En la “Mañanera” posterior a la aplastante derrota legislativa de la contrarreforma eléctrica, AMLO dijo que hay “dos proyectos distintos y contrapuestos de nación”. Tiene razón.

En el de él, sólo el Estado rige toda actividad económica. Ha dicho que éste puede hacer mejor cualquier cosa que hagan las empresas. La evidencia lo contradice. Darles el manejo de complejas empresas productivas a burócratas sin experiencia ejecutiva -que privilegiarán objetivos políticos- imposibilita tomar decisiones sensatas de largo plazo. Basta ver las monumentales pérdidas de Pemex y CFE, su flagrante corrupción, colosal deuda y asfixiante pasivo laboral; la falta de inversión, el atraso, los nulos incentivos a talento, mérito, innovación, productividad y eficiencia. Al Presidente sólo le importa afirmar que son “del Estado”, aunque eso nos empobrezca. No nos comparten dividendos o patrimonios crecientes, al contrario, nos exigen subsidios enormes y en ascenso. Cada día son un lastre más pesado. Su ineficiencia les resta competitividad a empresas privadas, nos hace indeseable destino de inversión y les roba oportunidades de empleo a millones de mexicanos; quita opciones de recaudación que un gobierno lúcido redistribuiría.
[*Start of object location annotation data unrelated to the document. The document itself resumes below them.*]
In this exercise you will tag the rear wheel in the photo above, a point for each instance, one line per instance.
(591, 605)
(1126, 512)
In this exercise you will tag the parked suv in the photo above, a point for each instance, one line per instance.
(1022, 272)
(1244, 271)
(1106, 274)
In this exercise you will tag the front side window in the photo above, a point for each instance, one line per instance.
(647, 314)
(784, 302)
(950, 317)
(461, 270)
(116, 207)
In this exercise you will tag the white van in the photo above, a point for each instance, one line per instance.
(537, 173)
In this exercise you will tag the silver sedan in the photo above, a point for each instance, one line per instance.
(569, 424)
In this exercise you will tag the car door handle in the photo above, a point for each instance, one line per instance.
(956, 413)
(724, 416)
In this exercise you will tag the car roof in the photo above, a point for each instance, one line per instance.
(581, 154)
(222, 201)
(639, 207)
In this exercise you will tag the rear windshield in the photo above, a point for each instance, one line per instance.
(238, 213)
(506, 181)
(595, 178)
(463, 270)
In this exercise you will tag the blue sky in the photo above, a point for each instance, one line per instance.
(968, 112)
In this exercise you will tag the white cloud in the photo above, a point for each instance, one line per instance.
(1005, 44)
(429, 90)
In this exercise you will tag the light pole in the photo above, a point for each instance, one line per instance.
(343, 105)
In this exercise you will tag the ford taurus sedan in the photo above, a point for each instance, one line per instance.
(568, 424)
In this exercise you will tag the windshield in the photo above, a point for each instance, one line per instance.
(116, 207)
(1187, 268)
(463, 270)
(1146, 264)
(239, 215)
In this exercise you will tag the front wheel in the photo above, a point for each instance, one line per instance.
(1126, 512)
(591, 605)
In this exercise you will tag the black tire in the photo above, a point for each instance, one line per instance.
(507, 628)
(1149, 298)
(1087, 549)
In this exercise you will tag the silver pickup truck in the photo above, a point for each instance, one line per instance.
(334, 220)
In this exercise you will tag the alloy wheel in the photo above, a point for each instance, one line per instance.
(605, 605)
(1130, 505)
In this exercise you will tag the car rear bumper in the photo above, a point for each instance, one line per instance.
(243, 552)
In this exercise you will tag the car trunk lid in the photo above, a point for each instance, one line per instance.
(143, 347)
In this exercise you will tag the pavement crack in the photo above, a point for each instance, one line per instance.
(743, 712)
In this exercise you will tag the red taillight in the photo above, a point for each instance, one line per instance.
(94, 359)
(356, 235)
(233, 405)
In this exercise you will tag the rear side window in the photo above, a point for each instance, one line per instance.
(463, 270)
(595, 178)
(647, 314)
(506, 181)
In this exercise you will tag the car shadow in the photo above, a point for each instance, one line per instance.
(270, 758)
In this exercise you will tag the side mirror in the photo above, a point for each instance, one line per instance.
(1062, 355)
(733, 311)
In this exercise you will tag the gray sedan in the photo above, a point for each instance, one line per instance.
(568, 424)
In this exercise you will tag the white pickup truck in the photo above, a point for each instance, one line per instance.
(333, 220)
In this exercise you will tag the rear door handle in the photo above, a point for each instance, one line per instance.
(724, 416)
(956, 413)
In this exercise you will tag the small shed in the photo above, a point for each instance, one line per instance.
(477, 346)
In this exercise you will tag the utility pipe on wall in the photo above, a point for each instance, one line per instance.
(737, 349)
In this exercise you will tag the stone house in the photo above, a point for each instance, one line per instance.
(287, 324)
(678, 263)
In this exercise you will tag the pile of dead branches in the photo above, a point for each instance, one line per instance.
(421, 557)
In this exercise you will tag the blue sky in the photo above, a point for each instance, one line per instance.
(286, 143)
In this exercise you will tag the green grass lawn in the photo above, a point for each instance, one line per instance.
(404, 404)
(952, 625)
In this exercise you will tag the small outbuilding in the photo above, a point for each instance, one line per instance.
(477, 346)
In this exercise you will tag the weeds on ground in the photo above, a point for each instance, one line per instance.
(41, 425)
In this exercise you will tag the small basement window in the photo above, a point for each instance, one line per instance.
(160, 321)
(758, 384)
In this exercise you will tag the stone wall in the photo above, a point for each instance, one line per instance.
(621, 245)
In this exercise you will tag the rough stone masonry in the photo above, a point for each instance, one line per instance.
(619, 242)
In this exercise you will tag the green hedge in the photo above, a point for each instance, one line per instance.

Sí hay otro proyecto de nación, uno en el que nos sabemos capaces de competir con el mundo, en el que creemos en un Estado socio y no enemigo de las empresas, uno que entiende que la prosperidad de éstas genera riqueza, empleos y recursos fiscales para construir escuelas, hospitales y carreteras; para proveer seguridad y abatir pobreza; un Estado que fomenta investigación científica y tecnología. Algunos creemos en el talento y potencial de mujeres y hombres mexicanos, estando conscientes del abismo entre las oportunidades al alcance de jóvenes de diferentes estratos sociales. Buscamos emparejar el punto de partida, pero no el de llegada.

Algunos creemos que las etiquetas estorban y que quien no esté de acuerdo con nosotros no es “traidor”, no se vendió, ni tiene intereses mezquinos; simplemente tiene otra perspectiva y merece tener voz. Creemos en ser pragmáticos, en soluciones efectivas, sin desecharlas por ser de izquierda, derecha, conservadoras o liberales; funcionan o no. Creemos que la unidad nos fortalece a todos; preferimos encontrar propósitos comunes, en vez de polarizar y atizar odios añejos. Sólo cobardes y tiranos clavan cuñas en grietas existentes para fortalecerse ellos. Algunos creemos posible rescatar de garras criminales un México que es nuestro, no de ellos.

Para AMLO, la democracia representativa estorba y por eso necea con una “participativa”. Le ofende un árbitro electoral independiente. Prefiere simular y la farsa de consultas a mano alzada que validen sus decisiones, por ignorantes, erradas o destructivas que sean. No cree en expertos porque los envidia.

AMLO confirmó por qué odia la división de poderes. Legislativo y Judicial entorpecen sus caprichos. La misma Suprema Corte que por unanimidad condenó la arbitrariedad de su fiscal, falló que su arcaica contrarreforma era inconstitucional; 7 de 11 ministros resistieron amenazas terribles y jugosas recompensas, tuvieron el coraje para defender la Constitución que juraron “guardar y hacer guardar”, hasta un par de ministros nombrados por él osaron hacer su chamba. Pusieron el interés de los mexicanos sobre el suyo. ¡Si tan sólo el ministro presidente tuviera integridad y agallas! El domingo, los diputados de oposición hicieron lo propio, rechazando una contrarreforma obtusa que nos echaría atrás décadas y condenaría a un atraso perenne. 

Se equivocaron quienes decían que no hay oposición. Está vivita y coleando, igual que el INE que resiste el embate del tirano. Falta mucho, pero ya empezamos a recuperar nuestro país. Reconozcamos lo que logró la oposición, exijámosle que siga unida.

Tiene razón AMLO. Nuestro proyecto de nación se contrapone al suyo. Él vive rehén del pasado y de un nacionalismo de historieta, nosotros anhelamos un futuro de prosperidad y progreso. Él nos quiere temerosos, sumisos y agachados. No vamos a estarlo.